Genome Instability and Mitochondrial Dysfunction
Metabolic studies in several human cancers previously showed that that loss of mitochondrial function preceded the appearance of malignancy and aerobic glycolysis . Over the last 50 years, the general view has been that gene mutations and chromosomal abnormalities underlie most aspects of tumor initiation and progression which includes the Warburg effect. Although mitochondrial function and oxidative phosphorylation is defective in cancer cells, it remains unclear how these defects are linked to tumorogenesis . Most inherited metabolic defects do not specifically compromise mitochondrial function or lead to cancer formation. Nevertheless, there are some exceptions such as germ-line mutations in genes that encode TCA cycle proteins which can pose an increased risk to certain human cancers. For instance, the risk for paraganglioma consists of mutations in the succinate dehydrogenase gene while the risk for leiomyomatosis and renal cell carcinoma involves mutations in the fumarase gene . These mutations directly impair mitochondrial energy production causing an elevated glycolysis and hence, the Warburg effect .

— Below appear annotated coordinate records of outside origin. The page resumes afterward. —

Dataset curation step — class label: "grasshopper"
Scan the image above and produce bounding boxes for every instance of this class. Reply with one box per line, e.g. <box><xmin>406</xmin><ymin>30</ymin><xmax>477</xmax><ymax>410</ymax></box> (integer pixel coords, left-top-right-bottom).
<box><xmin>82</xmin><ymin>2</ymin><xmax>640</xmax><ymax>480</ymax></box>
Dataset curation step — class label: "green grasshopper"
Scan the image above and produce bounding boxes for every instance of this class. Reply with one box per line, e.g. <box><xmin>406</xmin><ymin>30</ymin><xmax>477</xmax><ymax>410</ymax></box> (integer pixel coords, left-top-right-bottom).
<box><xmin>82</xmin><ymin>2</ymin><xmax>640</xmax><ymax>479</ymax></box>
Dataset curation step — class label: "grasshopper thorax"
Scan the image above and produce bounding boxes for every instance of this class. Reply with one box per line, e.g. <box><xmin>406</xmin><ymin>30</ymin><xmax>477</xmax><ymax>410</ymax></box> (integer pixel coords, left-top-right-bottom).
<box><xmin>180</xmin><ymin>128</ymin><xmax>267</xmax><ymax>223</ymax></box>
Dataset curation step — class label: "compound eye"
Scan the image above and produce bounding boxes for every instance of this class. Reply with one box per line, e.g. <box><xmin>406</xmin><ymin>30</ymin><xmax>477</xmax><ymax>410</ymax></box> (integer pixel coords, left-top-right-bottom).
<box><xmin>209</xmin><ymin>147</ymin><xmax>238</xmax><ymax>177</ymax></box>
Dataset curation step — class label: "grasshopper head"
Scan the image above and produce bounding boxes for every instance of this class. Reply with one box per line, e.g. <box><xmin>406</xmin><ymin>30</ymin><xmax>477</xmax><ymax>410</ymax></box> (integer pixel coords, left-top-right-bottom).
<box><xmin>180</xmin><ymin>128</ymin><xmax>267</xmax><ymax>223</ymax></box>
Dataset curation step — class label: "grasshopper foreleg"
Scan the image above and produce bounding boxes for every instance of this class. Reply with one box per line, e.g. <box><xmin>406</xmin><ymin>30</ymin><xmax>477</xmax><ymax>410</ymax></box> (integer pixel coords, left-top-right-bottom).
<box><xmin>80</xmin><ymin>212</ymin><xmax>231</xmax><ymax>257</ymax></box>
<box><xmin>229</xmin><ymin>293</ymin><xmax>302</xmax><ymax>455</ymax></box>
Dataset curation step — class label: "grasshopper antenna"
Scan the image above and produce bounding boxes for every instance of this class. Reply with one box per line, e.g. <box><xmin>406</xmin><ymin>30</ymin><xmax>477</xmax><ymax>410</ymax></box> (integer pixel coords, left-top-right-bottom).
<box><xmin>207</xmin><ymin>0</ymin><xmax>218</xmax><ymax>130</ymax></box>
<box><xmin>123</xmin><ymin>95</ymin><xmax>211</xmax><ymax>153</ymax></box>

Implications of the Warburg effect on Cancer Management
As cancer is considered to be a metabolic disease as discussed above, cancer therapy would specifically target energy metabolism. For instance, mitochondrial replacement therapy could possibly restore a more normal energy metabolism and differentiated state to cancer cells . However, several studies have shown that dietary energy restriction is a general metabolic therapy that naturally reduces circulating glucose levels and significantly reduces growth and progression of numerous cancers . The influence of energy restriction on tumor growth relies on the cell host background and cancer growth site. In a study, it was observed that energy restriction is effective in reducing the U87 human glioma when grown orthotopically in the brain of immunodeficient SCID mice but not when grown outside the brain in non-obese diabetic SCID mice . However, there is strong evidence that proves that dietary energy restriction can slow down the growth rate of many tumors regardless of the specific genetic defects expressed within the tumor . As such, activation of aerobic glycolysis induces an environment for cancer cells to survive without oxygen dependency for ATP production, particularly in the hypoxic tumor microenvironment. This liberation, however, could be exploited for therapeutic purposes. For example, inhibition of ATP citrate lyase can suppress tumor cell growth . Inhibition of glycolysis can overcome tumor drug resistance . Furthermore, inhibition of HIF-1 or PDK1, which leads to a higher mitochondrial oxygen depletion, renders cells more susceptible to anoxia-induced cell death or sensitivity to tirapazamine, a chemotherapeutic agent which is activated in a hypoxic state
The general view in the past 50 years has been that a defective respiratory pathway and the Warburg effect along with gene mutations and chromosomal abnormality form as a strong foundation in tumorogenesis. The key components in the Warburg effect such as increased glucose consumption, reduced oxidative phosphorylation and large amounts of lactate production form distinguishing acquired capabilities in forming a cancer cell. In this review, evidence reveals that all forms of cancer derive from the defective mitochondrial function and hence, the mitochondrial defect leads to the Warburg effect that characterizes cancer formation, making it an apt hallmark of cancer.